I wrote my first class with automatic properties in Orcas today...
... then I found myself staring at the screen.
It's an interface!
No,it's a class!
Wait, it is a class!
I'd say the syntax is still growing on me.
I'm sure some people will say – why use properties at all? If you don't need special code in the get and set methods – why not just use a public field?
The quick answer is: reflection. There are many forms of magic that will only occur if you expose state using public properties.
Comments
I wrote a dll for an Orcas project that, a couple weeks later, I wanted to reuse, but couldn't 'cuz of the few lambdas, default properties and collection initializers.
Overall progress is great, it's just the year or two that we transition that sucks.
public string Name { get; private set; }
Now I can assign the Name in the constructor, and external code can't mutate it. THAT beats a public field hands down, for just a teensy bit more typing.
Note that if you use the latter in a class library and later decide you wanted properties, you'd potentially break existing clients (with automatic properties, you just change it to normal properties and add any implementation you fancy). Also properties work in databinding scenarios that fields don't :)
As Daniel pointed out, there are some scenarios where public properties are a must. If you want to use your class with data binding, or with some of the serializers (XmlSerializer), than they use reflection to find public properties only.
Could it be that the behaviour changed between .NET 1.1 and .NET 2.0?
I do recall some issues with databinding and the need to create properties, but I'm currently reworking a webservice in .NET 2.0 that was originally written in .NET 1.1 and I'm adding new classes that are being serialized (by hand and by the .NET framework itself for SOAP stuff) without properties but with public fields and I've yet to run into a problem.

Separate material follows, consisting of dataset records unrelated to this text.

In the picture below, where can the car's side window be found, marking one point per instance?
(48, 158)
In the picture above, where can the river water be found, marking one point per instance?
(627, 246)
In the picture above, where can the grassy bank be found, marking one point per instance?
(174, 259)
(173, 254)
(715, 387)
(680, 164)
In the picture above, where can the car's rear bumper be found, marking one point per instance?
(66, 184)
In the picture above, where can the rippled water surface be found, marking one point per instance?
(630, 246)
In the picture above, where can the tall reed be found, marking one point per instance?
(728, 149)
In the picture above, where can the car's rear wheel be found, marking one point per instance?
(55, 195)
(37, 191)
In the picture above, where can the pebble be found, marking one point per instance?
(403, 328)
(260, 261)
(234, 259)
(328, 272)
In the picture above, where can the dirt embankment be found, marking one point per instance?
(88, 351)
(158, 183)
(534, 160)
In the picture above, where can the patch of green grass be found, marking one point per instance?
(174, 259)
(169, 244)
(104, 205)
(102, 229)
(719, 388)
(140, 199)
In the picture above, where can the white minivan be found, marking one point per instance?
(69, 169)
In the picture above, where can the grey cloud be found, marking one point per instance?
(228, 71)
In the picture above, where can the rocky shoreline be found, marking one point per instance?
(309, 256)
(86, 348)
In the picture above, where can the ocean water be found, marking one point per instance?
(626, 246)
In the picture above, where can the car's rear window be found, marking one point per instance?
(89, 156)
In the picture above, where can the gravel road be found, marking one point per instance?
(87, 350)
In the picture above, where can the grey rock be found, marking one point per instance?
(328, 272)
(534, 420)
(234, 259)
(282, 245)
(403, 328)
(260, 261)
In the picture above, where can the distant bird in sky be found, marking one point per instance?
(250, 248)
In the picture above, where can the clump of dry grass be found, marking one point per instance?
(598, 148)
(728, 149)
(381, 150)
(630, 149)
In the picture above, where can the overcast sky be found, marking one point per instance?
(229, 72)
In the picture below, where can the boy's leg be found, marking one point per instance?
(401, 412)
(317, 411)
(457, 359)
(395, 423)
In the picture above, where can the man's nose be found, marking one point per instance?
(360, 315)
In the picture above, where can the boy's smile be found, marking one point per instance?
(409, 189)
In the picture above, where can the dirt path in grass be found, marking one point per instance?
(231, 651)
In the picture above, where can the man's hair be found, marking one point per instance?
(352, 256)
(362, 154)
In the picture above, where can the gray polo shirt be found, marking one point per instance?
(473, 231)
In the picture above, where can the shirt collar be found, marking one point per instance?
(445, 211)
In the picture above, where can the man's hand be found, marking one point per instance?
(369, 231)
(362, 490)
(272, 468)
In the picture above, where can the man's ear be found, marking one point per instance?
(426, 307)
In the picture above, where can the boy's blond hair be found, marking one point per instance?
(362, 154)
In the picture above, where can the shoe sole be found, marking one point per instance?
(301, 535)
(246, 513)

I created a very small test app just now. Two classes with a string, an int, a float and a DateTime. One class made the fields public and one used properties. The XML that came out the serializer is identical.
Or is my test too simple?
Just curious.
Data binding (at least in ASP.NET) still looks at public properties only...
I would still like something like:
public property int Id;
private property int Id;
public readonly property int Id;
And, for regular properties, it would be cool to:
public int Id
{
int id = 1; // field inside of property block, nice when we lazy load.